Im BRZ beschäftigen wir uns schon sehr lange mit dem Thema KI. Auf der einen Seite, um Datenmengen besser auswerten und bearbeiten zu können, auf der anderen Seite in Bereichen, wo es um Handschrifterkennung geht oder um Objekterkennung bei Bildern und um Anonymisierung von persönlichen Daten. Unser Know-how nutzt etwa das Finanzministerium im Bereich der Betrugsbekämpfung oder die Justiz zur Anonymisierung von Gerichtsentscheidungen. In unserem Arbeitsalltag war KI schon vor ChatGPT präsent, aber mit generativer KI ist jetzt eine neue Dimension entstanden. Jetzt müssen wir uns auch damit beschäftigen, wie wir generative KI für Verwaltungsthemen nutzen können. Zu dem Thema haben wir auch schon mögliche Use Cases mit der Verwaltung identifiziert – etwa im Rahmen von BRZ DigiConnect. Aber Technologie soll nicht um der Technologie willen eingesetzt werden, sondern weil damit ein entsprechender Nutzen generiert wird.

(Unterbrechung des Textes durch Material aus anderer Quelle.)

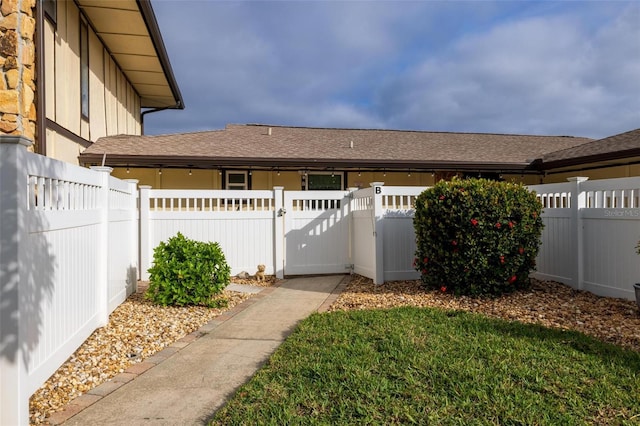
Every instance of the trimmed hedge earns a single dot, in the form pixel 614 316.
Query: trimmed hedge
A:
pixel 187 272
pixel 477 237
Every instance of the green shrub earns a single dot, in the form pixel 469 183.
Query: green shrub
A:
pixel 477 237
pixel 187 272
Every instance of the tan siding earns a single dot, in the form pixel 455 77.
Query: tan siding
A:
pixel 111 104
pixel 98 127
pixel 62 148
pixel 68 67
pixel 122 99
pixel 50 69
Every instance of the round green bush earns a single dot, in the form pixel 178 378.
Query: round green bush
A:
pixel 477 237
pixel 187 272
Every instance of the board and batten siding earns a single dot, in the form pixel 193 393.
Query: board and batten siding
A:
pixel 114 106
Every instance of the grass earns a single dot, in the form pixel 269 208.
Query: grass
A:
pixel 430 366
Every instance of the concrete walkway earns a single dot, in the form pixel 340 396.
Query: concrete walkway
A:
pixel 187 382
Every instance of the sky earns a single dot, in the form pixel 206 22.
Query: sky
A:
pixel 517 67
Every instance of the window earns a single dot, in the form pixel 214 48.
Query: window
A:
pixel 237 180
pixel 50 10
pixel 84 69
pixel 324 181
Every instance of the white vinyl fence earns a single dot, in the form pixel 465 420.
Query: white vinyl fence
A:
pixel 68 257
pixel 591 230
pixel 242 222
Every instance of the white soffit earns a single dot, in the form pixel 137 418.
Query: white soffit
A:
pixel 121 27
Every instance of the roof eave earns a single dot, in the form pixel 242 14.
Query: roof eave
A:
pixel 576 161
pixel 270 163
pixel 149 18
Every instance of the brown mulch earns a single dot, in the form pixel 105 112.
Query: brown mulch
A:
pixel 547 303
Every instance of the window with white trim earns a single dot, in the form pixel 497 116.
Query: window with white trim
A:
pixel 237 180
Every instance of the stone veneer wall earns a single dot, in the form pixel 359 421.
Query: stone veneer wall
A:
pixel 17 68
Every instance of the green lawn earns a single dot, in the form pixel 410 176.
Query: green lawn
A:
pixel 429 366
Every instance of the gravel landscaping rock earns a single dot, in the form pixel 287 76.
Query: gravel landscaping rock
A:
pixel 137 329
pixel 547 303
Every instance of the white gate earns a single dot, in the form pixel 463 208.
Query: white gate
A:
pixel 316 232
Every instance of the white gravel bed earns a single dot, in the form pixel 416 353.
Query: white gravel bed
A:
pixel 137 329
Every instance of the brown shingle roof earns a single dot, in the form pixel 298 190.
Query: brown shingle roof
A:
pixel 622 145
pixel 264 145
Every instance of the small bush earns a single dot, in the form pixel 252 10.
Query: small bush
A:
pixel 477 237
pixel 187 272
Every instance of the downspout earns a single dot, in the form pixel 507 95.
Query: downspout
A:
pixel 41 142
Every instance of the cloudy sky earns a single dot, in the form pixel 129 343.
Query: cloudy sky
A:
pixel 525 67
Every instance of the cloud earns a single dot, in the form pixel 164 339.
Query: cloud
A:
pixel 503 67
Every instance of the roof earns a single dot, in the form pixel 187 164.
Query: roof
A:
pixel 129 30
pixel 615 147
pixel 281 146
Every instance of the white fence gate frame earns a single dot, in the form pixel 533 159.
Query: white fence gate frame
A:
pixel 316 232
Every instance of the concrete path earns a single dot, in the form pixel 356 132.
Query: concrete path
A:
pixel 186 383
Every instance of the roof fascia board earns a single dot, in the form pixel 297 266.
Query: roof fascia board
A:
pixel 576 161
pixel 187 161
pixel 149 18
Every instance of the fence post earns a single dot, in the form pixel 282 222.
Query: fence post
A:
pixel 133 231
pixel 278 237
pixel 14 394
pixel 145 237
pixel 378 233
pixel 578 202
pixel 102 273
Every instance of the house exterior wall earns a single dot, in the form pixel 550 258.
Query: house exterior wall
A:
pixel 17 68
pixel 114 106
pixel 266 180
pixel 599 171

Welchen Stellenwert hat Innovation im BRZ?

Innovation ist für uns ein wesentliches Standbein. Deshalb haben wir auch mit BRZ DigiConnect ein Format aufgesetzt, im Rahmen dessen wir gemeinsam mit unseren Kunden sowie der Wirtschaft und der Wissenschaft sehr früh Innovationsideen aufgreifen. Daraus entstehen Innovationsprojekte, bei denen die Ideen weiter ausgearbeitet werden. Pro Jahr laufen im Schnitt rund 30 Innovationsprojekte, die sehr klein geschnitten sind, sodass sie schnell abgewickelt werden können. Die Bandbreite reicht von smarten Verwaltungsservices über Cloud-Lösungen bis hin zu Automatisierungen im Rechenzentrum. Natürlich sollte im Idealfall aus jedem Innovationsprojekt eine Solution oder ein Produkt entstehen.

Welche Maßnahmen werden ergriffen, um bei all den Lösungen für die Verwaltung Datenschutz und Datensicherheit zu gewährleisten?

Das ist ein zentrales Thema, weil wir die Daten des Staates halten und verarbeiten und bereitstellen. Das ist Teil unserer Genetik, nicht umsonst heißt unser Slogan „Mit Sicherheit innovativ“. Datensicherheit und Datenschutz müssen bei jedem Service von Beginn an, also schon beim Design, mitbetrachtet werden. Aber die Entwicklung von Services ist der eine Aspekt. Als IT-Unternehmen sind wir ständig mit Cyber-Angriffen konfrontiert. Da braucht es die richtigen Tools, aber auch die richtigen Mitarbeiter:innen, damit wir da auch entsprechend agieren können.

Wie wird die berufliche Weiterentwicklung innerhalb des BRZ sichergestellt?

Es gibt ein breites Angebot an Weiterbildungsmaßnahmen. Und wir haben eine strategische Personalplanung implementiert. Dabei stellt sich die Frage: Welche neuen Skills brauchen wir in den nächsten Jahren? Genau dort versuchen wir auch Schwerpunkte zu setzen.

Wie läuft die Zusammenarbeit im Verwaltungs-IT-Bereich innerhalb der EU ab?

Wir haben eine Struktur aufgesetzt, und die heißt EURITAS. Das ist die europäische Vereinigung der IT-Provider der öffentlichen Verwaltung. Diese zählt mittlerweile 13 Mitglieder aus verschiedensten europäischen Ländern. Der Fokus liegt auf dem Austausch von Best Practices. Das ist die eine Ebene. Auf einer anderen Ebene verfassen wir gemeinsam Positionspapiere. Mit diesen Positionspapieren versuchen wir die EU-Kommission dazu zu bringen, Regulative oder Rahmenbedingungen zu schaffen, sodass wir als IT-Provider der öffentlichen Verwaltung die Services praxisgerecht und effizient umsetzen können. Wir haben da mittlerweile ein gutes Standing bei der EU-Kommission, weil wir eben nicht wirtschaftliche Interessen haben, sondern im Interesse der einzelnen Mitgliedstaaten agieren. Ein kleiner Blick in die Zukunft:

Welche Lösungen würden Sie sich in zehn Jahren wünschen?

Mein Ansatz ist folgender: Die Verwaltung soll mich nach Möglichkeit gar nicht tangieren. Wenn ich hier Bedarf habe, dann soll das im Hintergrund automatisiert passieren. Insofern würde ich mir den Verwaltungsassistenten wünschen, der mich durchs Leben begleitet und mich dann aufmerksam macht, wenn ich eine Steuererklärung zu machen habe oder wenn es Förderangebote gibt, die ich vielleicht nutzen könnte.
 

Das Interview ist in read_it Ausgabe 01/25 erschienen.